The Ousted Osteopath: Thomas Ambrose Bowen (1916-1982) and his contemporaries; exploring networks, creativity, tacit knowledge and embodiment.
Shirley's thesis is a microhistory of prominent manual therapists of the twentieth century before regulation. A key figure is Thomas (Tom) Ambrose Bowen (1916-1982) - a renowned lay osteopath of Geelong. He was also arguably a therapeutic genius eclipsed by health politics of the late twentieth century
. This project evaluates the clinic life and times of Bowen, his broader significance as a therapist and innovator through exploration of new historical narratives based on extensive oral history interviews, psychobiography, biography, memory of touch, and cultural mapping to reinterpret the man and his work.
Shirley is a former heritage professional engaged in the roles of conservator and researcher including fifteen years as manager of Victoria's maritime archaeological heritage program (Heritage Victoria) followed by roles of senior project officer for the southwest region planning office (Infrastructure), and in the Local Government portfolio as senior project officer and senior legislation officer/governance analyst.

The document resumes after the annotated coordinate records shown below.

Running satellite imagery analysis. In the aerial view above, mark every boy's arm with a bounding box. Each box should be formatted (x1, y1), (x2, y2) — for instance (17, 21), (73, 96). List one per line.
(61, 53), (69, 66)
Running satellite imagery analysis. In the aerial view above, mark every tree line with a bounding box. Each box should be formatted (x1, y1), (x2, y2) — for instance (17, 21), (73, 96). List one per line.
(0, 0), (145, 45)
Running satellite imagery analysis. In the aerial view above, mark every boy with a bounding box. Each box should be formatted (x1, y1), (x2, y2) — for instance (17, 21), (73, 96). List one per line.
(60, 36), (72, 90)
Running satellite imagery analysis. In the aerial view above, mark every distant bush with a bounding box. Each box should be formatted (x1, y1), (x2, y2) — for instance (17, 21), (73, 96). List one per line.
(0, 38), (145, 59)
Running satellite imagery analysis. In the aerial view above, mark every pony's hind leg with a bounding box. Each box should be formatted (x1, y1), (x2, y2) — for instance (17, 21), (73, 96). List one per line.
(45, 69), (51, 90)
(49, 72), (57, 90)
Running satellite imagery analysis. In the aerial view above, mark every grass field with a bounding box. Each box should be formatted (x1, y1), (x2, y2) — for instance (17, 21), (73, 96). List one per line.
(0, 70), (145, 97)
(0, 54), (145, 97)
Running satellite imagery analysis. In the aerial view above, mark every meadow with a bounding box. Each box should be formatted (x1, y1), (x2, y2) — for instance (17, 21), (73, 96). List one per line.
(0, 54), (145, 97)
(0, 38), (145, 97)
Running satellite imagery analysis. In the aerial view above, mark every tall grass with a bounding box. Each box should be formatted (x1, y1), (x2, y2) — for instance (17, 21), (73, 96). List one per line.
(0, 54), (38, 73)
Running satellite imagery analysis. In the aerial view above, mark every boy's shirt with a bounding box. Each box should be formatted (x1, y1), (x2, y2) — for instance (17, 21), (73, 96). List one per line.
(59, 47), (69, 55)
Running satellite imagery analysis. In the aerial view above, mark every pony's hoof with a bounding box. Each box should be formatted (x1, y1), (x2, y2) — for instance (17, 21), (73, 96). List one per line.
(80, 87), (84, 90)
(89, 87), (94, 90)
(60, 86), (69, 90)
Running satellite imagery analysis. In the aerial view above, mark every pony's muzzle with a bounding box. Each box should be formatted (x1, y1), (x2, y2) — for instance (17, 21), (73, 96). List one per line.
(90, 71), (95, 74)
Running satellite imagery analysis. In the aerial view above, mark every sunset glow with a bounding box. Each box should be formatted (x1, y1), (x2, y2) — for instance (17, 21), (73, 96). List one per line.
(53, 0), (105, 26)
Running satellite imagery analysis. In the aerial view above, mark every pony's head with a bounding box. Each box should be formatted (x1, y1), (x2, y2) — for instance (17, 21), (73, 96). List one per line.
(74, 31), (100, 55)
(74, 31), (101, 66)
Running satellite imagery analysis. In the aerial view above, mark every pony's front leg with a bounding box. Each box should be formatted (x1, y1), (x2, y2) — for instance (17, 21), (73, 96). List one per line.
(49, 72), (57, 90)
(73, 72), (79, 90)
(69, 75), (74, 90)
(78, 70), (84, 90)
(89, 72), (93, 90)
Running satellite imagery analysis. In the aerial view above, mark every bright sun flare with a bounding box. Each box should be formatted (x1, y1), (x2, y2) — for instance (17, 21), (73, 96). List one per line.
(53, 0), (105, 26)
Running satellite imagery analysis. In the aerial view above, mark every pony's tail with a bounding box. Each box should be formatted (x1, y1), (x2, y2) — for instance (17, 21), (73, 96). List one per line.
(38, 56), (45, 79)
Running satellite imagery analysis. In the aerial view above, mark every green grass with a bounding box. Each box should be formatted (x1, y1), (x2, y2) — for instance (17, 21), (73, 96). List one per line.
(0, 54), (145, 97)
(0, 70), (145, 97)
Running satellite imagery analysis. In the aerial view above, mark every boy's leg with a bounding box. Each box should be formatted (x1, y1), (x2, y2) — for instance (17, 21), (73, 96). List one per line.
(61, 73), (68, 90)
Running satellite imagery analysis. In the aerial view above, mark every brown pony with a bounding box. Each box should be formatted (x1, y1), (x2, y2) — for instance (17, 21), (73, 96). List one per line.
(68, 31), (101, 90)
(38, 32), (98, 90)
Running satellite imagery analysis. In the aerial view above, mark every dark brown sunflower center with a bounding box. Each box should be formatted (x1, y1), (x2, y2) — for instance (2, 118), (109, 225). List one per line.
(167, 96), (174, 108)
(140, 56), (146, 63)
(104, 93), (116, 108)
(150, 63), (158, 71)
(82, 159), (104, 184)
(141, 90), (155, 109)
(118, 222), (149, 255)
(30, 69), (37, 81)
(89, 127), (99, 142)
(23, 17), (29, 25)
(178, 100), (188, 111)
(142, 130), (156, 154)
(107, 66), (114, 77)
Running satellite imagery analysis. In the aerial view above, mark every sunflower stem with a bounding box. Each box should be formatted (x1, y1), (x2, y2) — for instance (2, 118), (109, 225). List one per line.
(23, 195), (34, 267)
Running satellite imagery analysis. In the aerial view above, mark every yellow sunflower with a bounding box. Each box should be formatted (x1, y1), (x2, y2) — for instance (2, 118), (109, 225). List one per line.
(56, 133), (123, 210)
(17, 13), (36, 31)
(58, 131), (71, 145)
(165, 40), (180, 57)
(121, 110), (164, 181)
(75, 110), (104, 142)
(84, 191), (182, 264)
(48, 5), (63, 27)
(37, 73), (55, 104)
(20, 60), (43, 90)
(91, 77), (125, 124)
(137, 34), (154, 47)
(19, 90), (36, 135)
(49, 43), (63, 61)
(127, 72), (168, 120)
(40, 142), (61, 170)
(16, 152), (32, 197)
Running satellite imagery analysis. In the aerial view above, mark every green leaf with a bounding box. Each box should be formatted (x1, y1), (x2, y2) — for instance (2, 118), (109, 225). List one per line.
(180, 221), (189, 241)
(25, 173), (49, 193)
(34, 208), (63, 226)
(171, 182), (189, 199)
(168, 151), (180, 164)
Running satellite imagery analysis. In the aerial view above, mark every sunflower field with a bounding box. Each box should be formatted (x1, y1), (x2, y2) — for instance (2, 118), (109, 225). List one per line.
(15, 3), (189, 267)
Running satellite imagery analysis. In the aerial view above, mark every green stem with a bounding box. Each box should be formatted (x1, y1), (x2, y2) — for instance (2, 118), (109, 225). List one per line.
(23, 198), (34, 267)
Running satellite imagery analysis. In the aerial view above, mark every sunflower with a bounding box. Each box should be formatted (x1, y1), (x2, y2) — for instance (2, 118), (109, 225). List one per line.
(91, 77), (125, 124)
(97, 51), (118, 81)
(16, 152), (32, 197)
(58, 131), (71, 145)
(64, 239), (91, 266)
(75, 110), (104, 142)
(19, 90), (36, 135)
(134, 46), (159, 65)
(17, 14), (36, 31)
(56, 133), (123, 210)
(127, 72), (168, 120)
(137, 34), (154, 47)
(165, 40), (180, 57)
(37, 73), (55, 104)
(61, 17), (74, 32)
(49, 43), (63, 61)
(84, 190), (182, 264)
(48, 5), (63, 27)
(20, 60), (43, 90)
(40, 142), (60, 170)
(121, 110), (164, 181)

Shirley has authored large number of publications related to maritime heritage – including a report funded under an Anutech fellowship, and various reports for Ministerially appointed Local Government Panels or representative committees. Turned full time natural therapist in 2011, her attention was drawn to Bowen and the issues arising from the several commercial interpretations that popularise his work on an international scale yet reveal significant differences compared to the professional practice by the majority of his first hand apprentices working in clinic settings and by recollections of former patients.
The centennial anthology Healing Hands, Unsung Voices is a collection of oral histories from former patients, clinic associates, friends and family.